Like all pilgrimages, this one has its rituals; the trip to the foot of the fabled Ben always the first – maybe it is just to check that it is still there but tradition dictates that all will jog to the first bridge. On this occasion the elite squad took off in advance, in pursuit of Mikkelson-Barron, brows furrowed at the prospect of barbed wire interfering with the traditional route.
The captain of the Mourne Runners cyclocross section lagged behind though, keen to regale all who would listen with tales of his exploits on the first race of the season and by the time the runners returned 40 minutes later none of the assembled throng at the Ben Nevis Inn could quite understand how he hadn’t won it.
Puzzled faces peered out from under the covers on Saturday morning; not only were there blue skies and not a breath of wind but no sign of rain. The dire predictions of mist, storms and torrents came to naught. A unique experience for most would follow – a Ben race where the course was visible from top to bottom.
But first the vital pre-race preparation with porridge and eggs on the menu. A well-known national pub chain seemed to do its best but even Oliver Twist wouldn’t have been asking for more of the gruel and the scrambled eggs seemed to have been devised in the Goodyear school of cooking.
So it was a mean and hungry looking bunch who took their places behind Lochaber Pipe Band for the nerve jangling shuffle to the starting pen. At the gun the McKees moved effortlessly along the Achintee Road with William reaching the gravel track in 6 and a half minutes and David hard on his heels.
On to the steep and rough terrain above the Red Burn and a group of Mournemen, Jonny Scott, Richard Hanna and Garth McGimpsey traded places with eventual ladies’ winner Diane Wilson also in the mix. The duel continued on the descent with Scott eventually leading the trio home with a slightly battered Hanna just 25 seconds adrift. A superb run by McGimpsey saw him improve on his 2016 time by a remarkable 12 minutes, proving that all those years of sharing with Ricky have finally paid dividends with some of the stardust drifting down from the bunk above. With all three within 2 and a half minutes of the coveted two hour mark, 2018 must be the year.
Sam Herron, after a season spent nursing a persistent niggling injury which allowed little or no mountain training, showed his class with a finish on 2.11 with Richard Bell just five minutes behind.
Further down the field there were rubber problems of a different variety with Darren’s soles not up to the demands of a storming descent where he made up a ten minute lead to catch the chairman just below the river crossing and leading to an appointment with his new best friend in the beautician’s following up last week’s wax with a pedicure. There was much learned debate about the speed of his descent with club scientific adviser McAleenan noting that the force of the impact was equal to mass multiplied by velocity and while there was some control over the speed there wasn’t much that could be done about the weight.

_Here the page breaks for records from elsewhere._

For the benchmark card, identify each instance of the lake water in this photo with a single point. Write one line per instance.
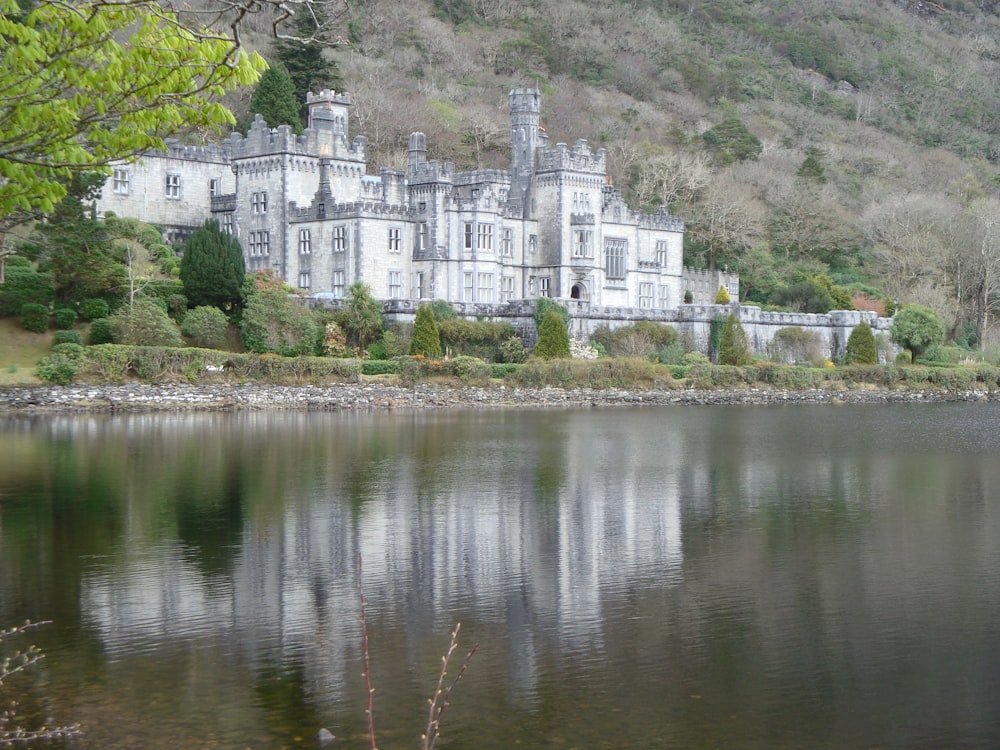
(718, 577)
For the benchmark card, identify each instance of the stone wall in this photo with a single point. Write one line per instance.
(693, 322)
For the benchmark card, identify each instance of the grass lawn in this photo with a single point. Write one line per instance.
(20, 351)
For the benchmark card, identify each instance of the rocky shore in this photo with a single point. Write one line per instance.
(372, 395)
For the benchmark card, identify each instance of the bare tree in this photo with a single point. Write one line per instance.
(727, 219)
(977, 266)
(910, 239)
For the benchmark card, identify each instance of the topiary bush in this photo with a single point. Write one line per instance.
(861, 346)
(144, 323)
(553, 339)
(67, 337)
(34, 317)
(474, 338)
(100, 332)
(93, 308)
(58, 369)
(734, 348)
(543, 305)
(64, 317)
(642, 339)
(426, 340)
(23, 285)
(206, 327)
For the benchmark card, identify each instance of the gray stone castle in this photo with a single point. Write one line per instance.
(306, 208)
(488, 241)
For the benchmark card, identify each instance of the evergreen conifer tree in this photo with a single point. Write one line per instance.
(861, 346)
(425, 340)
(307, 65)
(734, 348)
(212, 269)
(553, 338)
(274, 99)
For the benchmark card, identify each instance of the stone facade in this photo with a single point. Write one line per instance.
(306, 208)
(488, 241)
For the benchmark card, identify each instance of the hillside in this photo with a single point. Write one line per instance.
(870, 145)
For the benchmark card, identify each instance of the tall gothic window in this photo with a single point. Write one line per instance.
(121, 182)
(614, 258)
(173, 186)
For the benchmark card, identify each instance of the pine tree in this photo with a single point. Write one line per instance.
(425, 340)
(212, 269)
(306, 63)
(553, 338)
(861, 346)
(734, 348)
(274, 99)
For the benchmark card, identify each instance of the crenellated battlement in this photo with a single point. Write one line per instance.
(177, 150)
(578, 159)
(430, 171)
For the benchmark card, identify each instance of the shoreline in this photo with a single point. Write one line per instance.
(135, 398)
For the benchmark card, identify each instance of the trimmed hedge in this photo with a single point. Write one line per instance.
(34, 317)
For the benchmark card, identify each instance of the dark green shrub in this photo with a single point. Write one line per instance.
(212, 269)
(100, 332)
(513, 350)
(916, 328)
(671, 354)
(35, 317)
(67, 337)
(144, 323)
(504, 369)
(553, 339)
(470, 369)
(70, 349)
(443, 310)
(177, 306)
(274, 323)
(23, 285)
(861, 346)
(206, 326)
(163, 290)
(379, 367)
(642, 339)
(474, 338)
(64, 317)
(93, 308)
(733, 346)
(58, 368)
(690, 359)
(715, 327)
(425, 339)
(543, 305)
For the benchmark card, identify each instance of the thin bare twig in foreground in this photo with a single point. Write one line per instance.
(367, 661)
(442, 696)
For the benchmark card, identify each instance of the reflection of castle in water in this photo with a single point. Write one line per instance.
(536, 543)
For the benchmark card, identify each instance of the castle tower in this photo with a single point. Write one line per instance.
(328, 111)
(525, 108)
(417, 152)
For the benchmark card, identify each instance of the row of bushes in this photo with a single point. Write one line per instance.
(112, 363)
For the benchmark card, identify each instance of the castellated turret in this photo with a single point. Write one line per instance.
(328, 111)
(525, 110)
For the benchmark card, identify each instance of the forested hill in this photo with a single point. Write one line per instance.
(826, 148)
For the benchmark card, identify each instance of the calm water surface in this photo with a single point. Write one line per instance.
(806, 577)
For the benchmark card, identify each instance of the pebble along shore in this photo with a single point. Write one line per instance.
(254, 397)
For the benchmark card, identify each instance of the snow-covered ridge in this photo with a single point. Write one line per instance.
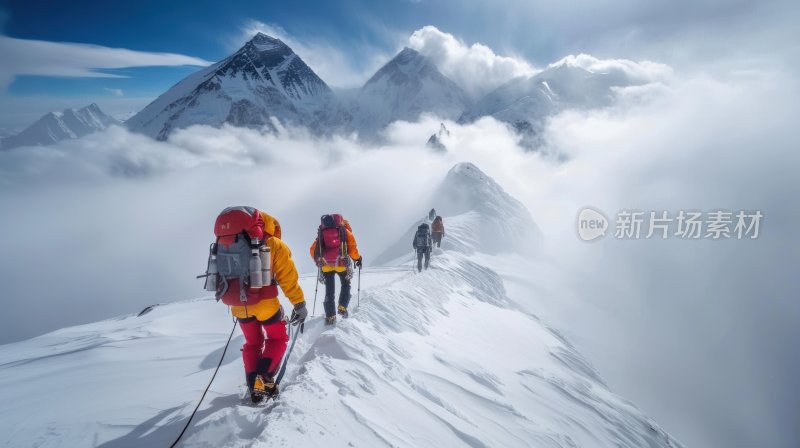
(447, 357)
(54, 127)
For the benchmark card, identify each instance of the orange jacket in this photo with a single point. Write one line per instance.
(285, 273)
(352, 251)
(271, 225)
(438, 225)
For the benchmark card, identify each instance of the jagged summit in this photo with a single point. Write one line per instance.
(407, 63)
(435, 142)
(405, 87)
(262, 80)
(54, 127)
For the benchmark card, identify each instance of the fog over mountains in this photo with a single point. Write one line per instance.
(266, 81)
(266, 85)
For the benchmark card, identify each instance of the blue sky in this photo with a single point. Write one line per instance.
(344, 41)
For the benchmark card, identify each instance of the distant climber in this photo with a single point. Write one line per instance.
(437, 231)
(332, 251)
(423, 245)
(246, 264)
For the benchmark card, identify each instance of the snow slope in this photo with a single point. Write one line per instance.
(448, 357)
(57, 126)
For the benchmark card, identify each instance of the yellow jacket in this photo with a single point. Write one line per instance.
(285, 273)
(352, 251)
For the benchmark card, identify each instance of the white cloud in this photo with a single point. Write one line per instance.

Prior to the race Herronsports were offering attractive odds on the chairman returning to Claggan Park with at least one limb either a different shape or in more than one piece but after a rash of bets the bookies took a hammering with Bell arriving home at a leisurely pace but intact.
Of the race virgins Jonny Scott was first home in an excellent 2.01, Clare Withers, unflappable as ever showed no fear on the lengthy run down, shadowing specialist descenders Ciaran McAleenan and 14 times veteran Ricky Cowan off the summit but wisely backing off on the craggy rocks half way to the Burn. McAleenan flew off the summit matching Cowan step for step until the stile.
Back at the sharp end William McKee was the top Club finisher in a brilliant 15th place with David just over five minutes behind, iodine patches doing the trick, on a mountain that neither of them had ever seen before.
The star of the show this year though was the weather with a treat for those travelling slowly enough on the descent to be able to lift their eyes. The Halfway Lochan sat shimmering in the middle distance against a backdrop of an azure sky and the mirror-like Loch Linnhe beyond. If you were taking it seriously though you might not have seen any of that with more than one Mourne runner heard to remark afterwards, “What Loch, I didn’t see one”.
In keeping with tradition, post-race celebrations were muted with Horlicks the predominant beverage of choice. Ricky Hanna in particular needed to keep his wits about him as he stalked race winner Finlay Wild around town hoping to extract training tips, eventually cornering him in the Pizza Corner where his favourite toppings were carefully noted. Anne is now under strict instructions that the Hanna Sunday lunch from now to next September must be Hawaiian with extra pineapple.
Results were carefully digested in Glasgow airport en route home and the club performance director pronounced himself well satisfied with the outcome, especially the team result which saw Mourne finish in 5th place ahead of several legendary hill running clubs including Clayton le Moors and Helm Hill whose team included former winner Rob Jebb. There was heartfelt concern that the best Fell Running Club in County Down could only manage 32nd place although at least it was an improvement on 36th last year.
A postscript was a bit more rubber bother on the road from George Best to the Kingdom with the Honda limping to a halt suspiciously close to Brennans. Is it true that they serve pizza at 1am?